I'm a little disheartened at the state of IM clients and usage. Since Google's
dodgy Hangouts and open XMPP slaying I've struggled to find a decent
alternative to Gtalk. I liked the old client, the lightweight desktop one.
Pidgin was a solid enough replacement, and apparently version 3 due soon ought
to bring audio/video. That's all well and good, but to reach a minimum level
of real privacy it would make sense to leave the Google ecosystem.

Well. I opened a Dukgo account last year and had a few contacts added to that,
hoping to grow the list over time, but few Gmail contacts (most of my
contacts) actually receive or can accept the XMPP invites anymore (those
who've moved wholesale over to Hangouts?) and any that are added have the
conversations logged at their end anyway. The 'Google owns most people's
email' problem applies to chat, too, unfortunately. Add to that the barrier of
setting up a new IM client or XMPP account, most folks are just not interested
in leaving the convenience of Google-world.

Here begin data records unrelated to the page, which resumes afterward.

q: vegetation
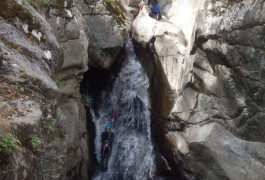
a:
[28,0,48,9]
[0,133,21,155]
[41,118,55,135]
[104,0,114,4]
[30,134,42,150]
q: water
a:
[93,39,155,180]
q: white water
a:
[93,37,155,180]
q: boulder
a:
[133,0,265,179]
[76,0,132,69]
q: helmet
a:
[105,123,110,129]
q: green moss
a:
[41,118,55,135]
[0,133,21,156]
[30,134,42,150]
[0,0,41,30]
[28,0,48,10]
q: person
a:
[149,3,162,20]
[101,123,114,170]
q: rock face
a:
[0,0,130,179]
[133,0,265,180]
[76,0,132,69]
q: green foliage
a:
[0,133,21,155]
[104,0,114,4]
[28,0,48,9]
[41,118,55,135]
[30,134,41,150]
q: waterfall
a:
[93,38,155,180]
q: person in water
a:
[101,123,114,170]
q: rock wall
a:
[0,0,130,179]
[133,0,265,179]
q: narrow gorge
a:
[0,0,265,180]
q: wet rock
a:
[133,0,265,179]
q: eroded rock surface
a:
[0,0,130,179]
[133,0,265,180]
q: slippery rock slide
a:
[90,39,155,179]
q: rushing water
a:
[93,39,155,180]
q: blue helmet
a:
[105,123,110,129]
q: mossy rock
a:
[105,0,126,25]
[0,0,41,30]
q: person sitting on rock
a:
[149,3,162,20]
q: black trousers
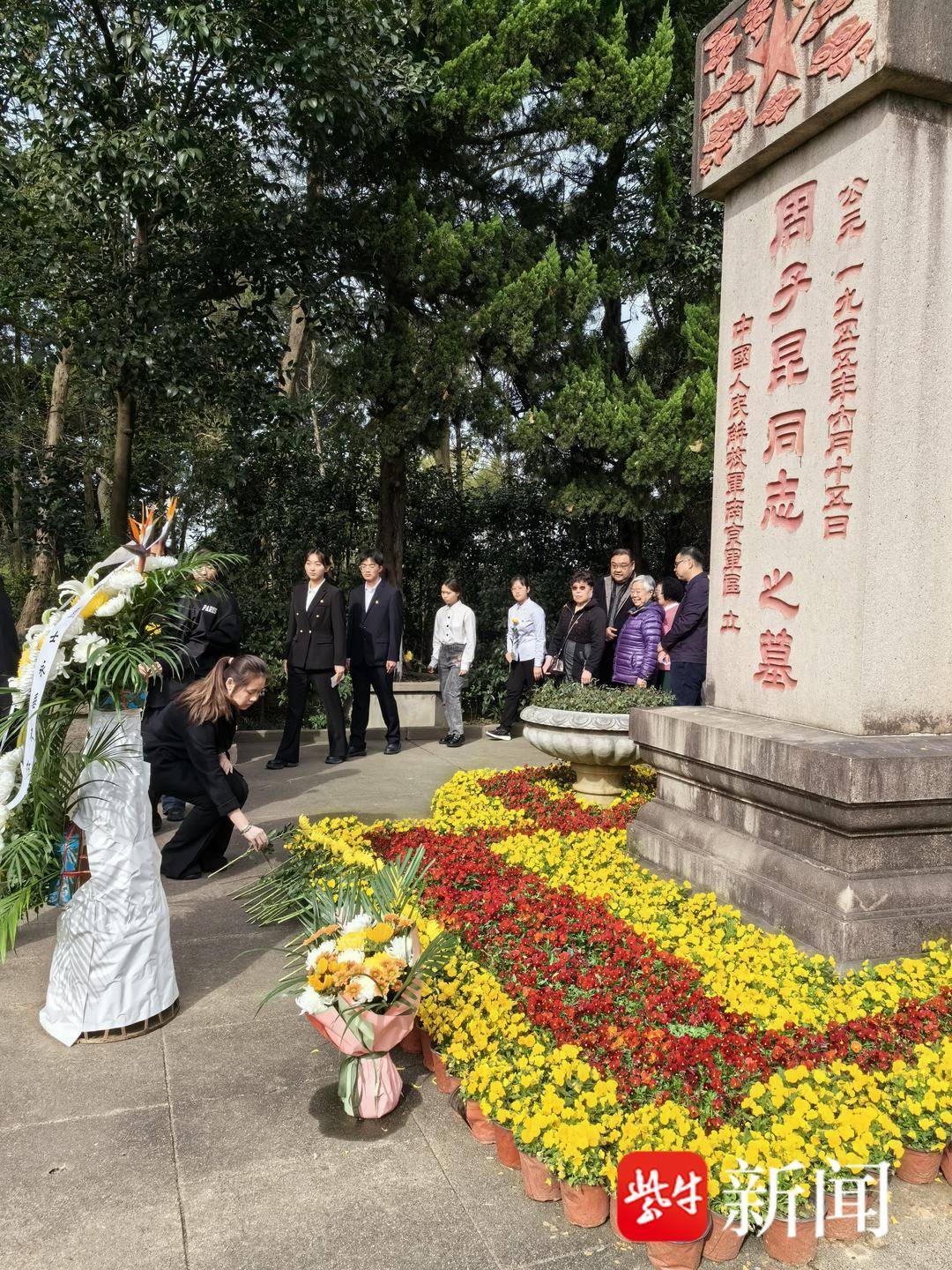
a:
[499,661,536,731]
[274,666,346,763]
[667,661,707,706]
[350,661,400,750]
[148,758,248,878]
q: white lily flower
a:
[350,974,380,1005]
[72,632,109,666]
[100,564,146,594]
[340,913,373,935]
[93,591,130,617]
[294,983,334,1015]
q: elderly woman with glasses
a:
[542,569,606,684]
[614,572,664,688]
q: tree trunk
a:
[17,348,70,635]
[433,419,453,476]
[377,450,406,586]
[278,300,307,401]
[109,387,136,542]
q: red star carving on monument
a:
[747,0,810,107]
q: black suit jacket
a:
[346,579,404,666]
[286,580,346,670]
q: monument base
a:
[628,707,952,967]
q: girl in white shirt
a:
[429,578,476,750]
[487,574,546,741]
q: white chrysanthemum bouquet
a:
[266,847,456,1120]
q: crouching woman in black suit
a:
[144,653,268,878]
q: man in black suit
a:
[265,551,346,771]
[346,551,404,757]
[592,548,635,684]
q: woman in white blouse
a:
[487,574,546,741]
[429,578,476,748]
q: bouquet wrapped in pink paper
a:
[271,849,456,1120]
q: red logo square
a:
[617,1151,709,1244]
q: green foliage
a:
[532,679,674,713]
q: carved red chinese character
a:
[822,513,849,539]
[701,107,747,176]
[770,260,814,326]
[767,329,810,392]
[761,467,804,534]
[740,0,773,44]
[754,86,800,128]
[770,180,816,257]
[764,410,806,464]
[724,496,744,518]
[801,0,853,44]
[807,18,869,78]
[833,287,863,318]
[754,629,797,692]
[837,176,869,243]
[758,569,800,620]
[704,18,742,78]
[701,71,754,119]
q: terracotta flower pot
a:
[400,1022,423,1054]
[420,1027,435,1072]
[519,1151,562,1204]
[433,1049,459,1094]
[896,1151,941,1186]
[645,1239,704,1270]
[762,1217,816,1266]
[465,1100,496,1143]
[704,1213,747,1262]
[560,1183,608,1227]
[493,1124,519,1169]
[822,1195,874,1244]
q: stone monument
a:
[632,0,952,964]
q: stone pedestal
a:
[629,707,952,964]
[632,0,952,961]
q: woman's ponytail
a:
[178,653,268,725]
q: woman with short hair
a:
[542,569,606,684]
[614,572,664,688]
[428,578,476,750]
[487,572,546,741]
[144,653,268,880]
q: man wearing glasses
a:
[658,548,710,706]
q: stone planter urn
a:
[520,706,638,805]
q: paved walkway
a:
[0,741,952,1270]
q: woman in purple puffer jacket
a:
[614,572,664,688]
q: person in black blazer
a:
[346,551,404,757]
[265,551,346,771]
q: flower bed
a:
[254,768,952,1229]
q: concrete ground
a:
[0,739,952,1270]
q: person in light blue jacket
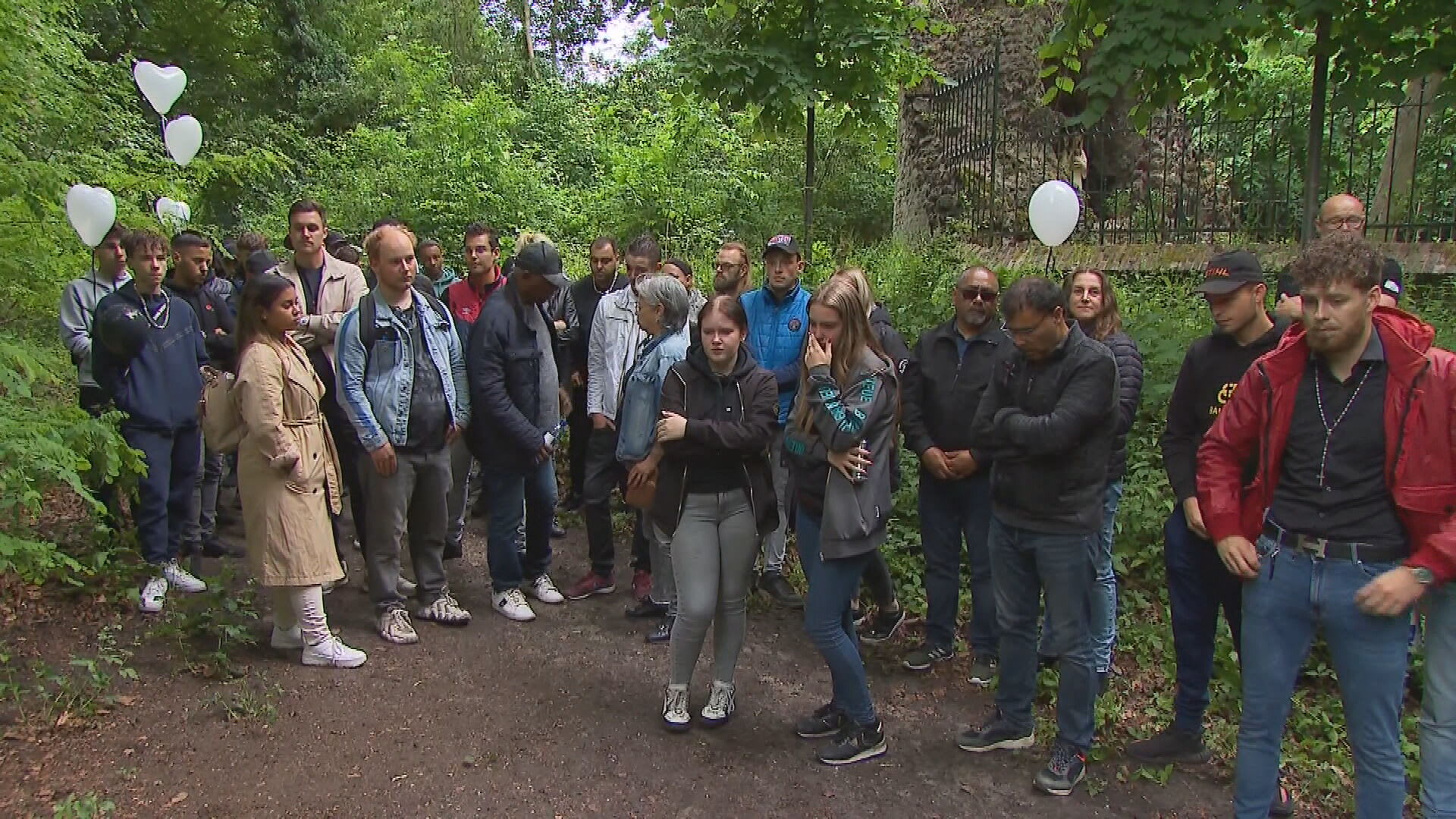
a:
[617,274,689,642]
[741,234,810,607]
[335,226,470,642]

At the moment I've got Finch set up on the Raspberry Pi (running on tmux), to
be connected to whenever/from wherever. It's working quite well, but is
obviously short on 'features'. Nice to not have to disconnect/reconnect
constantly though, and pick up messages at my convenience. I do the same with
IRSSI to a lesser extent. I'm not connecting to the Google contact list with
it.

I did try out Jitsi, but found it to be nearly as much of a resource hog as
Skype, a client I've been trying to extricate myself from, but have been
forced to re-install for certain clients/contacts. As I mentioned above, the
new Pidgin will be interesting.

It's really hard for me to understand how many people are happy to support
Facebook/Skype/Google's walled-garden approach in this day and age. Now that
the momentum behind the privacy debate is waning, I'm worried (perhaps
annoyed, more accurately) that there's even less incentive for people to
support an open and private IM client, be it XMPP/OTR or P2P-based.

So I'm left with a tiny contact list, mainly consisting of Google-based
contacts anyway and wondering if it's time to give up on going private. To
accept that people just aren't interested, and are happy to cede as much
control as popular-company-of-the-day wants to take? The cost of not accepting
that fact is a certain level of social cut-off. I do wonder if life is too
short to worry myself about things like this. But life does go on after I'm
gone, and I'd rather the future was open, or at least had open alternatives
that people actually wanted to use.

Actual answer: Finch on RPi via SSH, back to email/phone for those who
couldn't be added to the Dukgo contact list.